Medien haben allerdings in diesem Spiel die schlechteren Karten als ihre Brüder und Schwestern im Geiste in den Parlamenten: Sie werden nicht für die kommenden vier Jahre solidiert. Sie bleiben auf Gedeih und Verderb von Auflagenzahlen abhängig. Und ein Gesetz, das Bürger zu zahlenden Abonnementen macht, gibt es noch nicht.
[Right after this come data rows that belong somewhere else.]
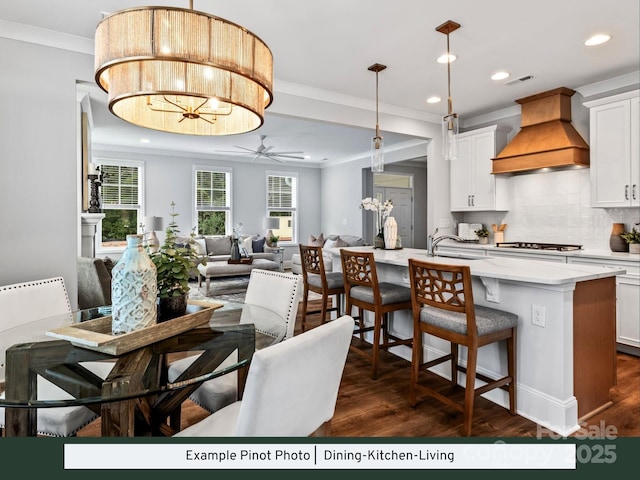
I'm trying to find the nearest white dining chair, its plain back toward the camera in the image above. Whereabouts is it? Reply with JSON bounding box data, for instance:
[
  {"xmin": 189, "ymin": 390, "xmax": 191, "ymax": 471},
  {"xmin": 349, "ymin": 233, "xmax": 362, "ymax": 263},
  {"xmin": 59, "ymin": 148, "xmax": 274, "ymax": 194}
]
[{"xmin": 174, "ymin": 315, "xmax": 355, "ymax": 437}]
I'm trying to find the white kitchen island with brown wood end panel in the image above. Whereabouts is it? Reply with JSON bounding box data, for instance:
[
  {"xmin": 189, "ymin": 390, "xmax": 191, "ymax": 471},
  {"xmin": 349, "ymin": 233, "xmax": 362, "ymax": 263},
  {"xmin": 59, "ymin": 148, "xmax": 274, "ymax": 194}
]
[{"xmin": 326, "ymin": 247, "xmax": 625, "ymax": 435}]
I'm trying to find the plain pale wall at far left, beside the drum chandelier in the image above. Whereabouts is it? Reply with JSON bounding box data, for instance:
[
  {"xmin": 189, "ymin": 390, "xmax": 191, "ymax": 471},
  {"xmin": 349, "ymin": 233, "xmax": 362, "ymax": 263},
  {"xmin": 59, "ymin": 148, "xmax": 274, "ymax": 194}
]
[{"xmin": 0, "ymin": 38, "xmax": 93, "ymax": 305}]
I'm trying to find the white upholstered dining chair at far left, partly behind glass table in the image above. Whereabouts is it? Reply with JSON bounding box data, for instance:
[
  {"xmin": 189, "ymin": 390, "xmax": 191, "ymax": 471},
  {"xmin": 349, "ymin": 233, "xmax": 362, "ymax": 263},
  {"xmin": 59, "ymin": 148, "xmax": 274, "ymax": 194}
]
[{"xmin": 0, "ymin": 277, "xmax": 113, "ymax": 437}]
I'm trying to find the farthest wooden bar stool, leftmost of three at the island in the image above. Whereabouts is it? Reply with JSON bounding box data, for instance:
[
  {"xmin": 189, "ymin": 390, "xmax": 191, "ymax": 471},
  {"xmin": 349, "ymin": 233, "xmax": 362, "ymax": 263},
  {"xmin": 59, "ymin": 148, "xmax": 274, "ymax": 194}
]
[{"xmin": 298, "ymin": 244, "xmax": 344, "ymax": 332}]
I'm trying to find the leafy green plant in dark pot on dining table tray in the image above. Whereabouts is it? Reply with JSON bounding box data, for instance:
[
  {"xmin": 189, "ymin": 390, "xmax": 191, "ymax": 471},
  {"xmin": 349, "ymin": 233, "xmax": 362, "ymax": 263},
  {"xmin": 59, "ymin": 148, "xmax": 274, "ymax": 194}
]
[{"xmin": 150, "ymin": 202, "xmax": 202, "ymax": 298}]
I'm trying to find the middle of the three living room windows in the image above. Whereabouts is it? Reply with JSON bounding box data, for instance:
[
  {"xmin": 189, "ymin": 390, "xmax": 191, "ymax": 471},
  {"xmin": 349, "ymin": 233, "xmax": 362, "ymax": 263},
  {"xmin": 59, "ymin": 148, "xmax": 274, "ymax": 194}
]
[{"xmin": 195, "ymin": 167, "xmax": 231, "ymax": 235}]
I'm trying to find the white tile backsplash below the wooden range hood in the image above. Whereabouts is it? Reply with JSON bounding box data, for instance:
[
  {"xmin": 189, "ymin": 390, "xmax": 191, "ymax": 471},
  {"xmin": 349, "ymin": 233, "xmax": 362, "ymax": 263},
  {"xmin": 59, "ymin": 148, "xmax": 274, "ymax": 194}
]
[{"xmin": 454, "ymin": 169, "xmax": 640, "ymax": 250}]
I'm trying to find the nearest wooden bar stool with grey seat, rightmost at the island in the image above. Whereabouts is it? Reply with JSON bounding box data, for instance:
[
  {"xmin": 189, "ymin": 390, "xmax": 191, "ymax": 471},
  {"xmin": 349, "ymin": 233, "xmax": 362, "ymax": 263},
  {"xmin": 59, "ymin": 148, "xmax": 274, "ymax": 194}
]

Oder hat Heiko Maas etwa auch so einen Unsinn bereits konstruiert und nur für den günstigen Moment noch unter den Teppich seines Berliner Ministeriums in der Mohrenstraße 37 gekehrt? Zuzutrauen ist ihm fast alles. Schauen wir mal nach. Denn Aufgabe der Journalisten sollte sein, genau unter diesen schmutzigen Teppich zu schauen. Regelmäßig.